• I have found that in order to thoughtfully and intelligently answer initial questions, I need to know more about your/your child’s history. This takes more time than 10-15 minutes on the phone. In addition, it’s challenging to get a full sense of my approach to your (or your child’s) specific concern via a 10-15 minute phone conversation. An intake appointment (1 hour) allows for much more discussion and gives both of us a better sense of how we might be able to work together (or not). It is not uncommon for folks seeking therapy services to have intake appointments with several therapists to help decide who is the best fit for them.

  • It is my belief that we (you and I) should be in charge of treatment decisions, not your insurance company. I do not want to compromise the quality of care you receive by having to work within the confines determined by your insurance company. While I am not an in-network provider with any insurance company (including Medicare and Medicaid), you can submit the receipts from our sessions to your insurance company and seek out-of-network benefits. It will be important for you to check with your particular insurance company to determine your mental health/behavioral health out-of-network benefits and the details of those benefits. We can provide you with CPT codes to help you know what to ask when you call your insurance company. You may have coverage for a good portion of my services. More information about fees and insurance can be found in the business policy.

  • Yes, I do offer after-school appointment times! That said, these appointment times are in highest demand and are reserved for clients attending therapy sessions consistently on a weekly or biweekly basis. For new clients/inquiries, it is rare for a seasoned child psychologist to have after school appointment times sitting open and available, but we work very hard to get clients into preferred times! [We keep a running list of clients’ preferred times to work toward.] If you are willing to be flexible about the time of day for appointments at first, we will work you/your child into a preferred time as those times open up (as someone finishes therapy or reduces frequency of appointments).
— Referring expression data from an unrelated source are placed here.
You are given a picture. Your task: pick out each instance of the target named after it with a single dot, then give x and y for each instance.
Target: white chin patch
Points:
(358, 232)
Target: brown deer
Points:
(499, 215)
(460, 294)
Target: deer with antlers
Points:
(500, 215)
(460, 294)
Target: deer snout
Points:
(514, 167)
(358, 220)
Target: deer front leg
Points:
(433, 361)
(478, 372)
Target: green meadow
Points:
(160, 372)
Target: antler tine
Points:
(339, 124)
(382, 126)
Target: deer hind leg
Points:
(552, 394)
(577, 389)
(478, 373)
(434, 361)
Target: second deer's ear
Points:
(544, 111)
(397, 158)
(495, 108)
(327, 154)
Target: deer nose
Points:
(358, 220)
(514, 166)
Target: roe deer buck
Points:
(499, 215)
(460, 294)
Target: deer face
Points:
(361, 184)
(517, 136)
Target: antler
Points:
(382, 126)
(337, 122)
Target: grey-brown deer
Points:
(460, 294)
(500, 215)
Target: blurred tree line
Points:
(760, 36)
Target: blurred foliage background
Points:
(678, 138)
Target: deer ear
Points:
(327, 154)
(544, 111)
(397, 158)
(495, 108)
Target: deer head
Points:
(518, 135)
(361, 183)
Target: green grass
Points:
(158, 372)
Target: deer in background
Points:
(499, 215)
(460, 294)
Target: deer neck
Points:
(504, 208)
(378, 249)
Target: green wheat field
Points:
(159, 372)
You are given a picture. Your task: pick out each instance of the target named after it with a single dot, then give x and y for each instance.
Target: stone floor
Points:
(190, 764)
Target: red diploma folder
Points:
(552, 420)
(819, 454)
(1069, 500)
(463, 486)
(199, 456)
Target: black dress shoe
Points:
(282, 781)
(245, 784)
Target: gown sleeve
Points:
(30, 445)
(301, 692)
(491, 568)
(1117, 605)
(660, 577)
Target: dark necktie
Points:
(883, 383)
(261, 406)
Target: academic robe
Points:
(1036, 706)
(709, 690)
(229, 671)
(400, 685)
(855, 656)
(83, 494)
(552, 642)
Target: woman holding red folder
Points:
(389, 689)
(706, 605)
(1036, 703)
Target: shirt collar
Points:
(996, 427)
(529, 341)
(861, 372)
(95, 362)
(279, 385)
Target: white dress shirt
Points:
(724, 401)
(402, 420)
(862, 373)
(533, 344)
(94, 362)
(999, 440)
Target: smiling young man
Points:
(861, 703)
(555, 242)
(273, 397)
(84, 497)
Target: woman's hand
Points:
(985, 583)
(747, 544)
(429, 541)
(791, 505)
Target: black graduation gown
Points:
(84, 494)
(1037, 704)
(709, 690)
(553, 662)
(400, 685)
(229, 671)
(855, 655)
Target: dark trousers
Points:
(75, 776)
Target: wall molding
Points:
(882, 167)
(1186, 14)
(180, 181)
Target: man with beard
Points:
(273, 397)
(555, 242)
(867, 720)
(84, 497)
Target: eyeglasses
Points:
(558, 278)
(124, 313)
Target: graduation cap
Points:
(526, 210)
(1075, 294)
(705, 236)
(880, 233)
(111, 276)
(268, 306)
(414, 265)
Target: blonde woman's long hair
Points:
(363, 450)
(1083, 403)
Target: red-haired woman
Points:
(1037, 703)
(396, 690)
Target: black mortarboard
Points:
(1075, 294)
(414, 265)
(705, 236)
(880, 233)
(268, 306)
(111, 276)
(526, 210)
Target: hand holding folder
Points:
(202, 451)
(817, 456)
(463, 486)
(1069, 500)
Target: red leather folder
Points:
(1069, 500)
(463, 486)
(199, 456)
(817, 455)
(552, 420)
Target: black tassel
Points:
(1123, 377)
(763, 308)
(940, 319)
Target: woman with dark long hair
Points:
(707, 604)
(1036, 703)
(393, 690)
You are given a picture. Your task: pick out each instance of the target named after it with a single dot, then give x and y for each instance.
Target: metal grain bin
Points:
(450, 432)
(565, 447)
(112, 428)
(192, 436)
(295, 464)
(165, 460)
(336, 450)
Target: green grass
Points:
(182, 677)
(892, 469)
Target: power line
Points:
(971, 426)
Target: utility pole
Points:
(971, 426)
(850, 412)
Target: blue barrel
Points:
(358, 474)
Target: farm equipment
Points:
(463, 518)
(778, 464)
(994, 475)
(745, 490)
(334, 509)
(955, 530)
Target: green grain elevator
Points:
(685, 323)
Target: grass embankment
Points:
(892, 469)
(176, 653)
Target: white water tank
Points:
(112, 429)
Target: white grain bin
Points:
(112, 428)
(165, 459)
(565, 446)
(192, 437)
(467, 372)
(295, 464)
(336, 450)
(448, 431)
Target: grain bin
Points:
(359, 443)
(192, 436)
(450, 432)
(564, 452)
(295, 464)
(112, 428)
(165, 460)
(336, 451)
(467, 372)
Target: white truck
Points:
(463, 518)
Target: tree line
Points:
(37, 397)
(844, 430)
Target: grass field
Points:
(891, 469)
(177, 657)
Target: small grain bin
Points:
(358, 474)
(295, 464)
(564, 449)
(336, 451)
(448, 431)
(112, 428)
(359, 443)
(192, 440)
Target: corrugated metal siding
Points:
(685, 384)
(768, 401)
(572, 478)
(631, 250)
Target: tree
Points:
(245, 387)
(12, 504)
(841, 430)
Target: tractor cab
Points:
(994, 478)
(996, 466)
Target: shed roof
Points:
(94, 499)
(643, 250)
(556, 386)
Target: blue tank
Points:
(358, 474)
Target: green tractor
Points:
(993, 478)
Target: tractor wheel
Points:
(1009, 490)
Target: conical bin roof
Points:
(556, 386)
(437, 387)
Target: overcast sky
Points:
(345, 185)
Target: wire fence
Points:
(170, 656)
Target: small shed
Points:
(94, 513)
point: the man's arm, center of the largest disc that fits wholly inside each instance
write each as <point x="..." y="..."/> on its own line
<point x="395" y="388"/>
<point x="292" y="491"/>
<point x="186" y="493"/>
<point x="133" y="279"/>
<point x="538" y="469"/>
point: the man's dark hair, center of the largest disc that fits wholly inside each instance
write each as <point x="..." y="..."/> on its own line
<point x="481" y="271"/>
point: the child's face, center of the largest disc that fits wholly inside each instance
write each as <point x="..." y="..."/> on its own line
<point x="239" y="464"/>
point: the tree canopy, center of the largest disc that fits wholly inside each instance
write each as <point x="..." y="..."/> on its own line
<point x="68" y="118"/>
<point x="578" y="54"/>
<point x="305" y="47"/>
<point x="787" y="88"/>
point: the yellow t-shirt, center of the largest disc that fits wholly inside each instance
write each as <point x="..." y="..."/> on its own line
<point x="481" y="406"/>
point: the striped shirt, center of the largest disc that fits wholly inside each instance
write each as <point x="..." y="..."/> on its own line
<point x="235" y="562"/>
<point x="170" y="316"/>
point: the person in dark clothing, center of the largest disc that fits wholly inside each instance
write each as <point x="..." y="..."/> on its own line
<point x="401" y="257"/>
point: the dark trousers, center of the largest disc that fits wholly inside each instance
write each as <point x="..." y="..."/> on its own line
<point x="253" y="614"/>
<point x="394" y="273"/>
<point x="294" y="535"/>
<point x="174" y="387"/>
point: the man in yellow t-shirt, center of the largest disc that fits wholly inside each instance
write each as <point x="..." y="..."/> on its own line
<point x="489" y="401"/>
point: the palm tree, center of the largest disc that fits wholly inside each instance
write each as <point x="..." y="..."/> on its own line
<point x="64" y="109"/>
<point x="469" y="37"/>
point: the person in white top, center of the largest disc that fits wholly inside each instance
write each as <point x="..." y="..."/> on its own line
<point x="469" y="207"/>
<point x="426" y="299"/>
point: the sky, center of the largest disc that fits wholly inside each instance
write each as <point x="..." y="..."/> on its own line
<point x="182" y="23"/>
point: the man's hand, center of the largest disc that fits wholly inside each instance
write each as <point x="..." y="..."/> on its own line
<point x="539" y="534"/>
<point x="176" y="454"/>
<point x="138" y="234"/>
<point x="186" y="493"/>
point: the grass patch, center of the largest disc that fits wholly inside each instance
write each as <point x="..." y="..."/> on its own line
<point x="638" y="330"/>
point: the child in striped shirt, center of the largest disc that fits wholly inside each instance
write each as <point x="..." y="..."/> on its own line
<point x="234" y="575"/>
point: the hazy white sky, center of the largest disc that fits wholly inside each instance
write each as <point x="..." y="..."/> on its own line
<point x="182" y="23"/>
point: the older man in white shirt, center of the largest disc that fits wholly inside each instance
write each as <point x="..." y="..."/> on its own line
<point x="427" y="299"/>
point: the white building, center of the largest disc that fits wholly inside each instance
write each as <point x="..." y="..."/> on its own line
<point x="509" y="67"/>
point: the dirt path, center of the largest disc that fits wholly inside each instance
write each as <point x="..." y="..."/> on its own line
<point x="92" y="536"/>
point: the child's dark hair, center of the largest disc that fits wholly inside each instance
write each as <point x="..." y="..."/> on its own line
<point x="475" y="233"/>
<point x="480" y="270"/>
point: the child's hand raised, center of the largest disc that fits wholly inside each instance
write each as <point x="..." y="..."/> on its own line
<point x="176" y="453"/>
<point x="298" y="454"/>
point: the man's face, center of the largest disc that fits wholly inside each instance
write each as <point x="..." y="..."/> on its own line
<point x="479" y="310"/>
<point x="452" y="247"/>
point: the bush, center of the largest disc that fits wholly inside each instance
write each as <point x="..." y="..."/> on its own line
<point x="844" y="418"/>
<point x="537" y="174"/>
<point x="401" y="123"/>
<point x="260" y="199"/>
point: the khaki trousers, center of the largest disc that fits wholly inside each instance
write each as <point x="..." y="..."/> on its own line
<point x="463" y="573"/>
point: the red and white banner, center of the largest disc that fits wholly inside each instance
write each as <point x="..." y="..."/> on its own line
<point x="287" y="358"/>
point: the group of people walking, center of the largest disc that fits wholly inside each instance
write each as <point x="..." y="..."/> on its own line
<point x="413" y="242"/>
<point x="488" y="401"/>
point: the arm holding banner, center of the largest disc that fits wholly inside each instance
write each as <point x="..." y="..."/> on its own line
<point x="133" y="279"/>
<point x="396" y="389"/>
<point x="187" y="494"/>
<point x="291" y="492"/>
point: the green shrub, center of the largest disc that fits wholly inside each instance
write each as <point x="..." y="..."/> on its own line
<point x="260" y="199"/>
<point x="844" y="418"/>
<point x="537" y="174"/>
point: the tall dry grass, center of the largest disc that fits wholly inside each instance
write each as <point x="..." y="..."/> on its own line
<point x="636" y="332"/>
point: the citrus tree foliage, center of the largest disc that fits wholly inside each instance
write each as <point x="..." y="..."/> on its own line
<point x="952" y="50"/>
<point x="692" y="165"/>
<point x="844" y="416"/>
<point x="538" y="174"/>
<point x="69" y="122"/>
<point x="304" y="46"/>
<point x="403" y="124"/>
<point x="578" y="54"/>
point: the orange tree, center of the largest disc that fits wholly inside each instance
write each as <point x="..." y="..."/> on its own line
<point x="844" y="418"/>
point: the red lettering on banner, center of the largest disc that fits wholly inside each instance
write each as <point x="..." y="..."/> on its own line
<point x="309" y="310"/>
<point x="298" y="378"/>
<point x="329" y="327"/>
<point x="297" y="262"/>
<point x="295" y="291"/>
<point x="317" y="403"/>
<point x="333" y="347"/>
Clients who are flexible about time of day for appointments at first are prioritized over clients on the waiting list who are only willing to be seen during after school hours. Please also keep in mind that many schools are very understanding about the importance of mental health treatment, and we are happy to provide a school excuse note. In addition, there are often creative solutions such as scheduling appointments (either telehealth or in-person) during a study hall period or during lunch.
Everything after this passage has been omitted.